Yesterday, the misfortune was a combination of faults and flaws. Arriving home, I find two packages in my mail box and by mail box, I mean that little locked box in an apartment building that is kept indoors and safe from any harm. So, I take out the packages and find a little white envelope and a package from Britain. The little white envelope contained a Donruss pop-up card of Mike Scott. Any time I can purchase a Mike Scott card I don't have for $0.01 and $0.50 shipping, it should be a great acquisition. Of course, when you own seven of them and don't realize it, the package disappoints, stings a little even, as you realize for $0.51 all you have done is up your feedback and someone else's feedback on eBay.
The package from Britain was exciting. About three weeks ago, I won a Southampton soccer jersey on eBay. The buyer shipped a package to me and a few days later, let me know there was an error and he was fairly certain he sent me the wrong jersey, but the right jersey was going out that day and I could keep the package. The seller was more than generous and I would have been quite alright waiting for the package to arrive and confirming there was a problem prior to rectifying, but the seller went out of his way to fix. So, of course, the wrong package arrives and I was optimistic that it might be something interesting or usable. Sadly, it was little more than a AFC Bournemouth jersey in medium. Since it has been about half a life time since I could wear a medium in public, I have a spare AFC Bournemouth jersey I can never use.

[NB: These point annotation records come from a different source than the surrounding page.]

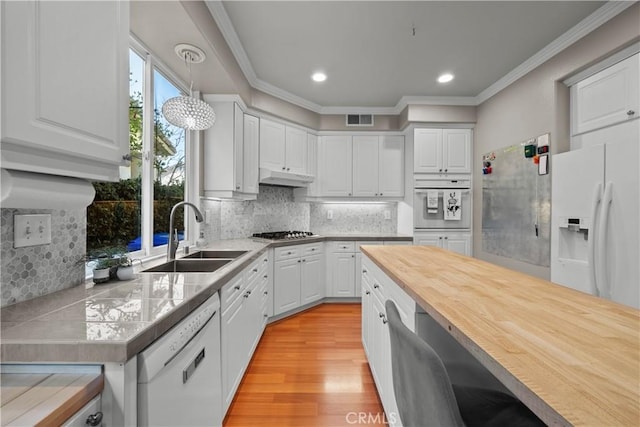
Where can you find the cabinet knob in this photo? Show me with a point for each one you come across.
(94, 419)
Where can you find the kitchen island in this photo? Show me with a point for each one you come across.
(572, 358)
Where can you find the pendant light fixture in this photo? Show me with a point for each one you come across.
(188, 112)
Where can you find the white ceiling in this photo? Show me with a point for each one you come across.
(370, 53)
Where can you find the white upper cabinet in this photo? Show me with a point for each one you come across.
(283, 148)
(251, 150)
(335, 166)
(609, 97)
(230, 152)
(442, 151)
(391, 166)
(296, 150)
(365, 166)
(272, 145)
(65, 95)
(378, 166)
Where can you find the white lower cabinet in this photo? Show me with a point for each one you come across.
(243, 306)
(299, 276)
(459, 242)
(377, 288)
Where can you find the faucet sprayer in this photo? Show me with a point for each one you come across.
(173, 243)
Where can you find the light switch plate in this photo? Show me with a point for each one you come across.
(31, 230)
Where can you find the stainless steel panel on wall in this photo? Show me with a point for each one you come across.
(516, 208)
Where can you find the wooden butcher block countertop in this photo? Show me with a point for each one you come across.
(573, 358)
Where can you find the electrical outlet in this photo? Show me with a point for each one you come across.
(31, 230)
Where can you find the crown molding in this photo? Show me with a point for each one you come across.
(584, 27)
(578, 31)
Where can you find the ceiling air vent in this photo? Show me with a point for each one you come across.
(359, 120)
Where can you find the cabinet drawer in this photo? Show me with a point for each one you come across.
(287, 252)
(313, 248)
(232, 290)
(343, 246)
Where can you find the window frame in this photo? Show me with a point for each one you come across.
(192, 140)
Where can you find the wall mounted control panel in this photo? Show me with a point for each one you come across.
(31, 230)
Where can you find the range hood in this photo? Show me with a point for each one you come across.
(268, 176)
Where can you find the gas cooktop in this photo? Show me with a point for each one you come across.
(283, 235)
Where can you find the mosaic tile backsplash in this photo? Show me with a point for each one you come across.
(39, 270)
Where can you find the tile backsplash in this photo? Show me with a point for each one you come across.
(33, 271)
(39, 270)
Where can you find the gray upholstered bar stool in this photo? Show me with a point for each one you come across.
(425, 396)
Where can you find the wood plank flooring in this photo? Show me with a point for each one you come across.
(309, 370)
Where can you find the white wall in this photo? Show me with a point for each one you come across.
(539, 103)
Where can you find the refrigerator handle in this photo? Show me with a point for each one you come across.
(601, 258)
(591, 248)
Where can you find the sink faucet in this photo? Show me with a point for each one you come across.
(172, 246)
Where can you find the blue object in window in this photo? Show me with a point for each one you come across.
(159, 239)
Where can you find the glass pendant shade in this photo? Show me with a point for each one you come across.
(188, 113)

Flash forward to today. I get home very late and find a package inside my mailbox. By inside, I mean somehow the mailman defied the laws of physics by not appearing the bend the package, but managing to get the package, with stiff cardboard to fit the diagonal of the mailbox, despite actually being slightly larger than the mailbox. Perplexed, I tried pulling the package, but was met with the stiff resistance of cold (actually room temperature), unforgiving steel. With some persistence, I was able to remove the package from the mailbox, but not without bending the package slightly and shearing the edge off one side of the package.

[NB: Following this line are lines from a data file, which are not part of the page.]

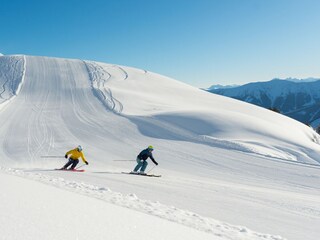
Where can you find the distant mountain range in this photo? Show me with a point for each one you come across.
(295, 98)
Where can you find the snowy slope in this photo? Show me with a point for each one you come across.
(295, 98)
(220, 158)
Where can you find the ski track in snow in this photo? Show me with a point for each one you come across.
(11, 77)
(99, 77)
(131, 201)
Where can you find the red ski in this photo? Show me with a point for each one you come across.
(70, 170)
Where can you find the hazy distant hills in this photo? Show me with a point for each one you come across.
(296, 98)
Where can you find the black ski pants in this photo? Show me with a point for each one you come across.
(72, 162)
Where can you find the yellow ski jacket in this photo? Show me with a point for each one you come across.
(75, 154)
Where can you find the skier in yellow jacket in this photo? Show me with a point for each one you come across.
(75, 154)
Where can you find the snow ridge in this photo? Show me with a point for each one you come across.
(171, 213)
(12, 74)
(99, 77)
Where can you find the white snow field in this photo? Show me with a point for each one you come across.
(230, 170)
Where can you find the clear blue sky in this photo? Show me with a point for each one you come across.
(200, 42)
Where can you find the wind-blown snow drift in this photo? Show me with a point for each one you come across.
(115, 111)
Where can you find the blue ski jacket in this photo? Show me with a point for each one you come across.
(145, 154)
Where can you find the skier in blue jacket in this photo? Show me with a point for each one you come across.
(142, 160)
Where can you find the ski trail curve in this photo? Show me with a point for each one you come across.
(99, 78)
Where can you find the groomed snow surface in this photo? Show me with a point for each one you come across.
(230, 170)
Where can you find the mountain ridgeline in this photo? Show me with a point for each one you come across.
(296, 99)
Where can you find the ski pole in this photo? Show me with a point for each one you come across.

Getting upstairs, I take a few pictures of the package, in case I need to complain to the post office that our physics-bending letter carrier is aiding and abetting in the destruction of the U.S. Mail.
The package itself was the results of my first Sportlots purchase. I found a few dealers on Labor Day who had an extensive collection of rarer and offbeat Mike Scott cards I didn't own and placed a fairly sizable order. I was super excited about the order and quite scared, as I knew some of the larger cards were in this particular order.

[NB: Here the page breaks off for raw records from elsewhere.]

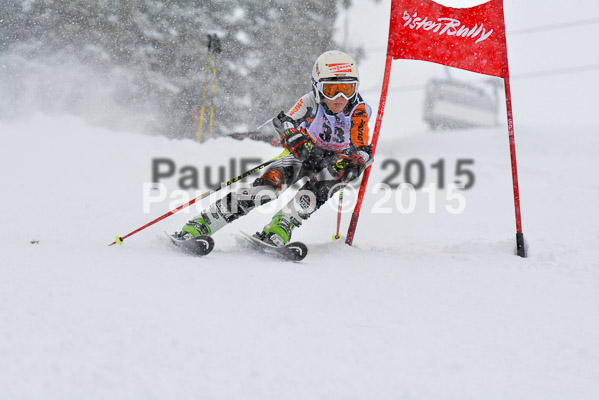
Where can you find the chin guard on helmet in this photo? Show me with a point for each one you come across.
(335, 74)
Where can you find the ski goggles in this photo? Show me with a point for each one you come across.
(332, 90)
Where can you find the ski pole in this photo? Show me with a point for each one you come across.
(216, 50)
(337, 235)
(119, 239)
(202, 108)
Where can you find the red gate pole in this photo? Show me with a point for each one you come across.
(520, 245)
(375, 136)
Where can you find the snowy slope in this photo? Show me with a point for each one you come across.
(423, 306)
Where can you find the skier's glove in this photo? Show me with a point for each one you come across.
(298, 143)
(351, 163)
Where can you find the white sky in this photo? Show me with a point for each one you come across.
(566, 99)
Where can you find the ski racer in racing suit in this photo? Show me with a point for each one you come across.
(326, 135)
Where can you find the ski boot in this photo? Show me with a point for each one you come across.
(278, 231)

In a fortunate turn of events, seller SoCalSpt did a tremendous job packing the entire order and nary a card was harmed, despite the best efforts of my mailman. In addition to a fair number of Canadian cards, I was able to get a Donruss Super Diamond King which is around a 5" by 7" card filled with George Perez artwork. I also picked up the below cards as well
The 1991 Topps card is actually a Topps Micro, despite my scanner insisting it is a normal sized card. The disc was one of the giant Sportflics discs and is even cooler in hand.
What I thought was most interesting was the 1990 Donruss Learning Series card. The front of the card features the Learning Series logo, as well as a different picture than found on the standard Donruss card. However, the back is exactly the same, save the card number. Thanks to Baseball Card Pedia, I was able to learn these were supplied as learning aids to schools, though I cannot exactly figure out what is learned from these cards, other than you need to buy more cards. But that's what happens when you mix private business and public education.
Fortunately, thanks to some great care by a seller, mailday, perilously close to being ruined was saved and filled my day with the joy of new cards for my collection.